Three-Tone Coherent Microwave Electromechanical Measurement of a Superfluid Helmholtz Resonator

TL;DR

This paper demonstrates a novel microwave electromechanical measurement technique for a superfluid Helmholtz resonator, achieving significantly enhanced coupling strength through a coherent interference method.

Contribution

It introduces a new coherent measurement approach for superfluid electromechanical systems, enabling detection of weak couplings in the unresolved sideband regime with improved sensitivity.

Findings

Measured vacuum electromechanical coupling strength of 23.3 μHz.

Achieved coupling strength three orders of magnitude larger than previous experiments.
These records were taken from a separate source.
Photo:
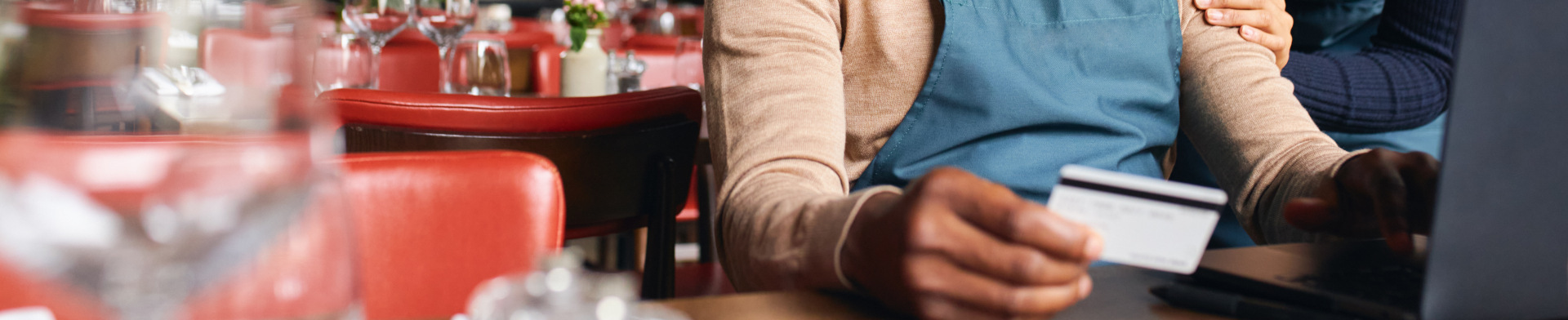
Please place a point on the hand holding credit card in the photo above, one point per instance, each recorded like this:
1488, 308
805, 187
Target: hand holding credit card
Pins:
1145, 221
Developed a two-probe optomechanically induced transparency/amplification technique.

Abstract

We demonstrate electromechanical coupling between a superfluid mechanical mode and a microwave mode formed by a patterned microfluidic chip and a 3D cavity. The electric field of the chip-cavity microwave resonator can be used to both drive and detect the motion of a pure superflow Helmholtz mode, which is dictated by geometric confinement. The coupling is characterized using a coherent measurement technique developed for measuring weak couplings deep in the sideband unresolved regime. The technique is based on two-probe optomechanically induced transparency/amplification using amplitude modulation. Instead of measuring two probe tones separately, they are interfered to retain only a signal coherent with the mechanical motion. With this method, we measure a vacuum electromechanical coupling strength of $g_0 = 2\pi \times 23.3$ $\mathrm{\mu}$Hz, three orders of magnitude larger than previous superfluid electromechanical experiments.